Another challenge is the difficulty of measuring the performance of any individual physician, which there will be an increasing push to do. “Any outcome measure that's applied at the individual physician [level] is very tough to do,” Dr. Whitcomb said.

He showed the audience an example of his own Joint Commission-required Ongoing Professional Practice Examin-ation (OPPE) report, describing the statistics on it as “mysterious.” This measurement, which compares one's resource utilization and metrics like 30-day mortality to an unspecified peer group, is meant to eventually determine physician credentialing, but how that would work is “very vague right now,” he said.

Then there's patient satisfaction scoring. The Hospital Consumer Assessment of Healthcare Providers and Systems (HCAHPS) scores were never meant to assess satisfaction with individual physicians, and even more targeted surveying, such as that done by Press Ganey, poses problems when hospitalists are compared to other physician specialties.

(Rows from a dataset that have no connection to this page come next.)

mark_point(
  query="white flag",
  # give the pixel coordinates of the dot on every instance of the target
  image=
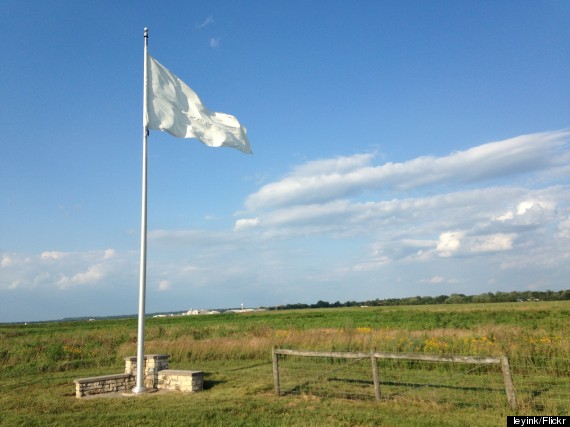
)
(175, 108)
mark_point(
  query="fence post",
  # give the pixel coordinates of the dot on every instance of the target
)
(375, 376)
(276, 373)
(509, 388)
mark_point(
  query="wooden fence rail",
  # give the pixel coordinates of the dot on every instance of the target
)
(374, 355)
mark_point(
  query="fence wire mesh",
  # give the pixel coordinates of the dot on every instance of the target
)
(441, 383)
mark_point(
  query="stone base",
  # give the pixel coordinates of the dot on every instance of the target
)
(188, 381)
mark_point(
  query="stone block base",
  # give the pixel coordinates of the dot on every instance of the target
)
(189, 381)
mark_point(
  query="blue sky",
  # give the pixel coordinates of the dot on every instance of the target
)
(401, 148)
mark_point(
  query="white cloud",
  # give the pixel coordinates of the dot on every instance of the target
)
(93, 274)
(242, 224)
(60, 270)
(326, 180)
(449, 243)
(492, 243)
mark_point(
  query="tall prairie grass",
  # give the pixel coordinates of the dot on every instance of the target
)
(532, 335)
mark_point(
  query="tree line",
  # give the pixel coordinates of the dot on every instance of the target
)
(489, 297)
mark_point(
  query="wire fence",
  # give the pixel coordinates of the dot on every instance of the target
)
(456, 381)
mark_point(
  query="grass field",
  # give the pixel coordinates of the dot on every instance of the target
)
(38, 363)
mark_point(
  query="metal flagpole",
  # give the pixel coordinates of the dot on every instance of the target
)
(140, 388)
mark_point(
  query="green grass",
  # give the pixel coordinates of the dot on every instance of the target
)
(38, 363)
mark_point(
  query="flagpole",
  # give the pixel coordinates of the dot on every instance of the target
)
(140, 387)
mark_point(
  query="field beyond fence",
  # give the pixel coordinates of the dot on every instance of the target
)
(38, 363)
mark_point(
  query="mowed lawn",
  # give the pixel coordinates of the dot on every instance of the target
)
(38, 363)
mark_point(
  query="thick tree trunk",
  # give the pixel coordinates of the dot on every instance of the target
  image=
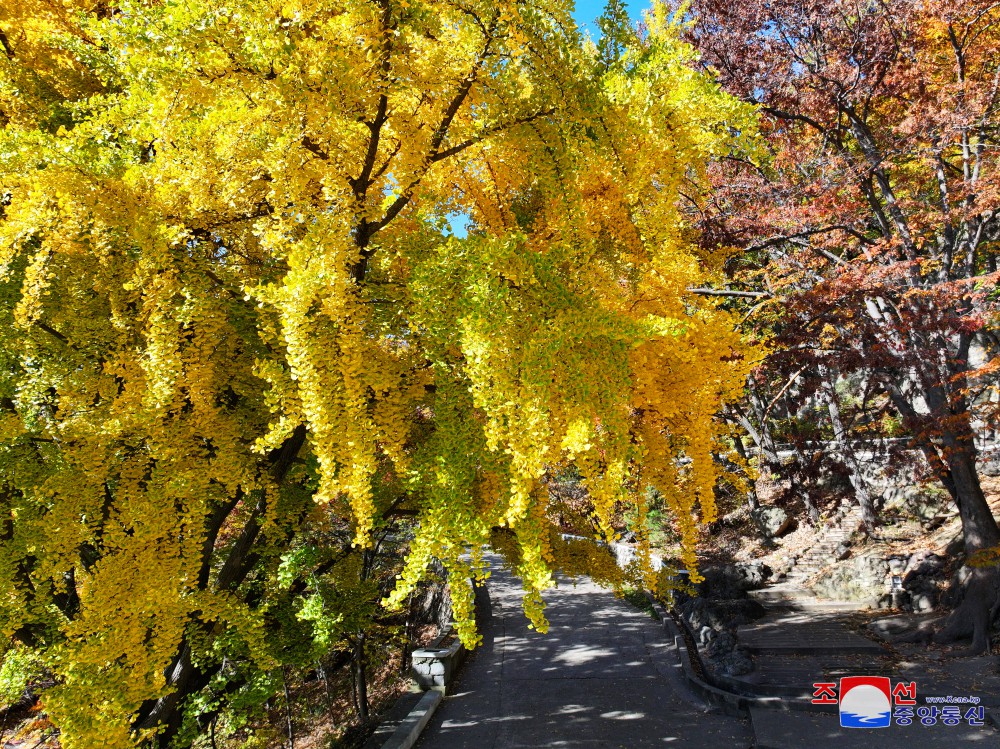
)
(953, 458)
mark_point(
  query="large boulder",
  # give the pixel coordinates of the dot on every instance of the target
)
(861, 578)
(773, 520)
(729, 581)
(724, 655)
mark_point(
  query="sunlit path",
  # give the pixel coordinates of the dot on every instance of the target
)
(603, 676)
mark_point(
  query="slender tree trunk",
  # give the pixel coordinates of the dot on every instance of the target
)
(288, 711)
(846, 450)
(360, 677)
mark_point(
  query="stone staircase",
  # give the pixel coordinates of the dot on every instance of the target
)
(795, 588)
(824, 552)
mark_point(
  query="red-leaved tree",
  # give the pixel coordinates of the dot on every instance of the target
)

According to such surveys, “Patients are least satisfied when they are on the psychiatry inpatient service. Next to that it's us,” Dr. Whitcomb said, to laughs from the audience. Patients admitted through the emergency department also have particularly low satisfaction, meaning that hospitalists are very likely to score low in across-specialty comparisons. “We really need to be compared to like physicians,” he said.

Dr. Whitcomb encouraged his audience to push their hospitals for hospitalist-specific satisfaction surveying. He also suggested they investigate the metrics they're being measured on, asking questions like “If you're being measured on a process measure, is it something that affects outcomes? If it's an outcome, is the sample size big enough to be valid?” and “Is it something you have influence over?”

In answer to that last question, it may necessary to broaden your perspective to encompass new, more expansive concepts of team care, such as accountable care organizations. “I think we have to get past that thing of ‘We have no control over it,’” said Dr. Whitcomb. “Maybe you do have control if you work as a team.”

And, finally, whether you're evaluating, reviewing, or just complaining about quality metrics, don't forget the whole reason for their existence. “Quality metrics to me don't mean all that much if we don't move past measurement to improvement,” said Dr. Whitcomb. “Isn't that the real reason why we're here? Let's not lose sight of that.”